The other possibility is that the people attracted to Moldbug’s ideas, including Moldbug, came from the Left ideologically. Young people raised on Progressivism were attracted by the subversiveness of these old ideas. They moved right into Left-libertarianism, then Right-libertarianism and then eventually dissident politics of various flavors. Put another way, the Dark Enlightenment guys were merely going through a phase as they first experienced the outlawed ideas from the outlawed past. Now, they are onto other things.
Moving from libertarianism, often Left-libertarianism to the alt-right is something you hear a lot on the alt-right. Mike Enoch, of The Right Stuff, has talked about his political evolution and it matches this pattern. He was in a Trotsky movement at one point, then moved through libertarianism and eventually to the alt-right. Maybe neo-reaction is like withdrawing from heroin. Going cold-turkey from Progressivism leads to all sorts of reactions, but eventually they fade and the patient can begin a normal intellectual life.

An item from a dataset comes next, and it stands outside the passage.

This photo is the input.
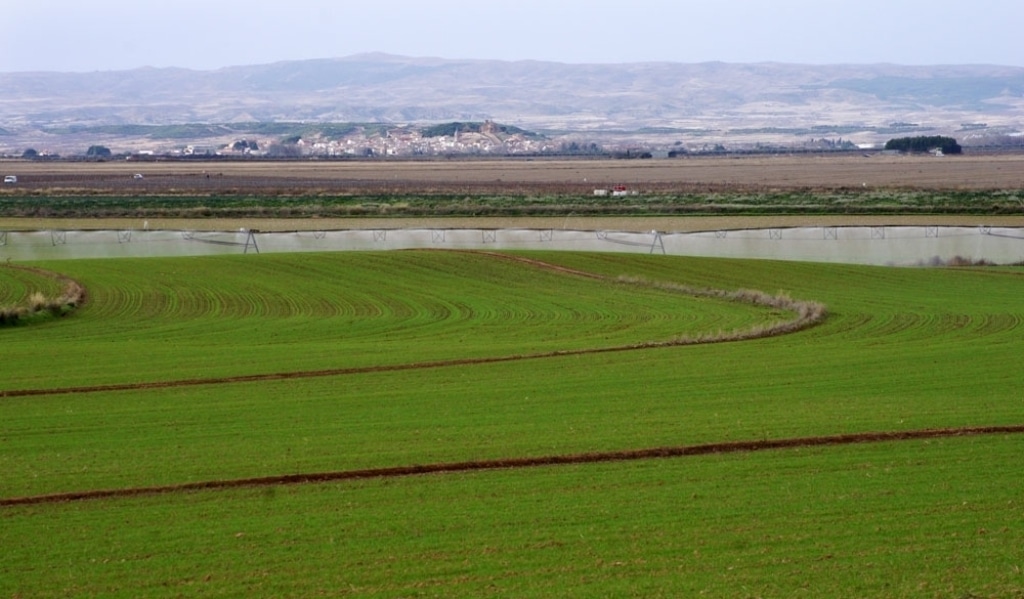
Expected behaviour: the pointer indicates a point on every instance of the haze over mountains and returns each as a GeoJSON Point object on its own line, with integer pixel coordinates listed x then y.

In this regard, Moldbugism should be a cautionary tale for those into dissident politics, particularly the alt-right. Discovering outlawed ideas from a bygone era is liberating and exciting, but there is a reason that those ideas were outlawed. The reason we find ourselves in a Progressive theocracy, is that those old guys with all of their sound ideas about human nature, lost the fight with the Left. Studying their failure will probably count for more in the coming fights than digesting and internalizing their philosophy.
Another angle here is that Moldbugism never got much traction from paleocons, paleo-libertarians and Southern populists. If like me, you were a Buchanan man in the 90’s, NRx felt more like an echo than a calling. Further, neocameralism has a whiff of libertarian dreamer about it that biological realists find ridiculous. Therefore, the more potent minds in dissident politics were never attracted to Moldbug. Long after many NRx bloggers were onto other things, guys like Steve Sailer are still going strong.
In the end, Curtis Yarvin should be remembered as an important part of this thing, if for no other reason than he normalized and made interesting, the critique of the prevailing orthodoxy for a generation of smart people. By calling into question some of the shibboleths of the ruling elite, he helped make it possible to question all of them, including their most cherished beliefs. Whether or not Yarvin gets all the credit for that is debatable, but he was part of an effort to get smart people asking questions about this stuff.
The lesson of the Left’s dominance is that they institutionalized a critique of Western civilization. For as long as anyone reading this has been alive, it has been hip and cool to question the culture and customs of the West. Like water dripping on a stone for a century, the Left has eroded Western civilization with an endless stream of small challenges. If this counter-culture we see forming up is going to succeed, it will have to develop a culture of endlessly questioning and challenging the prevailing orthodoxy.